I was so drunk last night i ate cereal with a fork.
dude can i febreze my hair or is that slutty?
Important detail I forgot to tell you: leprechaun loves david bowie.
Sooo, his balls are like... bigger than my head...
Restaurants Roasting People Who Gave Them Negative Yelp Reviews (25 Pics)
I already have one guy that I have regrettable sex with. I don't need another.
i just remembered that i did the "single ladies" dance ON THE BAR...fuck you slippery nipples i curse the day i discovered you
the saddest part is, this is not even the first time i've woken up in a shopping cart with a concussion.
Please brint me miilk. I am on the floor but my door is open. Thank you, i appreciate u verry much.
I came in and I guess my parents didn't hear me. My dad just said "Don't be lazy, RIDE IT." to my mom. Never coming home again.
Woman Posts Harassing DMs From Creep Online, Now He’s Upset Because People Told His Mom
How can other people our age be acting like adults when I'm still taking my birth control pill with left over gin and tonic from the night before?

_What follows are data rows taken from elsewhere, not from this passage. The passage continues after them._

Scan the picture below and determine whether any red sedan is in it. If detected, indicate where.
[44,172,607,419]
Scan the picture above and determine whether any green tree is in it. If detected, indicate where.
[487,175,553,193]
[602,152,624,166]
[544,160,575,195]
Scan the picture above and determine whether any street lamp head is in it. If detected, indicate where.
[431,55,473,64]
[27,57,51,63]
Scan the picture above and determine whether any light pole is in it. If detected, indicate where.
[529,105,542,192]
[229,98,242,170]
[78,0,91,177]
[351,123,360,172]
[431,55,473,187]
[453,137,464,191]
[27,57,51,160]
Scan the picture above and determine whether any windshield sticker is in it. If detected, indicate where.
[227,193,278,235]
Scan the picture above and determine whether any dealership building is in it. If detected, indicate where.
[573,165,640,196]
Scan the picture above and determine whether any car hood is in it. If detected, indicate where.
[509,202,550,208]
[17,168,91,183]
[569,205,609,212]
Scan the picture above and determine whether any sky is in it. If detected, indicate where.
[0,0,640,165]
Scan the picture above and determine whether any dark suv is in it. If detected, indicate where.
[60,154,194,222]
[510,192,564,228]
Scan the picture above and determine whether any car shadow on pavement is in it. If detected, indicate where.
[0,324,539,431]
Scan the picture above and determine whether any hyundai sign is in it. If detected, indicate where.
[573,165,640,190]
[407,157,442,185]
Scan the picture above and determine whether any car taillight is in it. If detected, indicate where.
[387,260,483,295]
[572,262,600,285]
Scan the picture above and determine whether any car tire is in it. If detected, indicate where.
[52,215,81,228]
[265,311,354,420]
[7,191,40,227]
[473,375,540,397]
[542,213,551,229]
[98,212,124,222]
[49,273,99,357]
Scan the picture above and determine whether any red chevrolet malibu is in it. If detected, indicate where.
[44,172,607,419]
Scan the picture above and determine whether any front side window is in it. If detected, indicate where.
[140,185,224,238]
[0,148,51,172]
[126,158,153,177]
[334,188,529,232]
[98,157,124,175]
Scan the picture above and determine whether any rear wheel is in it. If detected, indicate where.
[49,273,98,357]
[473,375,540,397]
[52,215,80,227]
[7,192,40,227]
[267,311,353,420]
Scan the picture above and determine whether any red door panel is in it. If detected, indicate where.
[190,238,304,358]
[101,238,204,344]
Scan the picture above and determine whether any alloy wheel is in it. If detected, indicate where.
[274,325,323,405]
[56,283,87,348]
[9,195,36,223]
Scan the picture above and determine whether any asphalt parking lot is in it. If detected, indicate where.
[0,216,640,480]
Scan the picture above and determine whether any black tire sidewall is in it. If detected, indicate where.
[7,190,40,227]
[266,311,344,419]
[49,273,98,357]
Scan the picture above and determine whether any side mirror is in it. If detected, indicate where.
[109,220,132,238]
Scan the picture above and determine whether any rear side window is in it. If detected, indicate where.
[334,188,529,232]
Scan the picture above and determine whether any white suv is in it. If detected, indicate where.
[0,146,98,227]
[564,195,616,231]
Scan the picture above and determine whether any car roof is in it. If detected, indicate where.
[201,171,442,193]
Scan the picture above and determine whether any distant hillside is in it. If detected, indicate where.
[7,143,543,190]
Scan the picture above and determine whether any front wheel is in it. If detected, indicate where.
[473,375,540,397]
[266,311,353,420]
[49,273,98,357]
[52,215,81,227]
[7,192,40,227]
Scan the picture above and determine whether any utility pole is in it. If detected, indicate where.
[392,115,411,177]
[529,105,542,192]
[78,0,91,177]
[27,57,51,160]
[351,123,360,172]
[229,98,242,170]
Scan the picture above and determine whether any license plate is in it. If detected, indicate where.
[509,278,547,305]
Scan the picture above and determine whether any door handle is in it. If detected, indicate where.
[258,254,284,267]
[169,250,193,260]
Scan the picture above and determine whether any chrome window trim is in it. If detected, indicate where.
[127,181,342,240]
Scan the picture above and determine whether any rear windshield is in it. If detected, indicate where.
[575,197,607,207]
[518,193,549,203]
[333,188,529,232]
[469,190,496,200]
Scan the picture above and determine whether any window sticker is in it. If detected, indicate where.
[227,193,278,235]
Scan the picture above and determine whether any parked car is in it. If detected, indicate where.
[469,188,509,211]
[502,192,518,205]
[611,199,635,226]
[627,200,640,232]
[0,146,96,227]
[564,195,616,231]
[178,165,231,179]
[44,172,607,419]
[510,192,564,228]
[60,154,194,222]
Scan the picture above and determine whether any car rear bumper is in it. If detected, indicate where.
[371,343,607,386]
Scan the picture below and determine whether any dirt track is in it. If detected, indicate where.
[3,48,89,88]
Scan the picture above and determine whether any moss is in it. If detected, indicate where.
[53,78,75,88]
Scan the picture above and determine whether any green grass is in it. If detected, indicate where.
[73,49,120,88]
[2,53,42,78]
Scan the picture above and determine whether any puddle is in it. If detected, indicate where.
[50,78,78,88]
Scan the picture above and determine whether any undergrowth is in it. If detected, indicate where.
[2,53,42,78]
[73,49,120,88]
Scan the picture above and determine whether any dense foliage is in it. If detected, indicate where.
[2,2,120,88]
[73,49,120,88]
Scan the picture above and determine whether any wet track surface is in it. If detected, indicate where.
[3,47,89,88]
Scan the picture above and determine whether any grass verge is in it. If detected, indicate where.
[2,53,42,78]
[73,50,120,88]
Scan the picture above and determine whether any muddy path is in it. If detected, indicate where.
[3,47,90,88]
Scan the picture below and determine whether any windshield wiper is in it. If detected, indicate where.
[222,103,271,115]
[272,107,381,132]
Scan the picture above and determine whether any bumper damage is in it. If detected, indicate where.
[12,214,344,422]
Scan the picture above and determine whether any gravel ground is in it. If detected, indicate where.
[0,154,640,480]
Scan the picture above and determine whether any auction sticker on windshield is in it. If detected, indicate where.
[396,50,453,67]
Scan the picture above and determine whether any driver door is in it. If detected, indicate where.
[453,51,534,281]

She ran from her surprise party screaming "I'm not ready for an intervention." Yeah, the girl has a problem.
My goal is to be drunk before we even get out of the No Wake Zone.
I met a gypsy today. She told me my soul animal was an owl and says she will now remember me as "Owl Girl".
Doing coke by yourself isn't as fun. Even when you're watching a James Franco movie.
Just remembered someone sprayed perfume in my mouth last night after convincing me it was vodka and that i tried to herd ducks around campus and bring one home.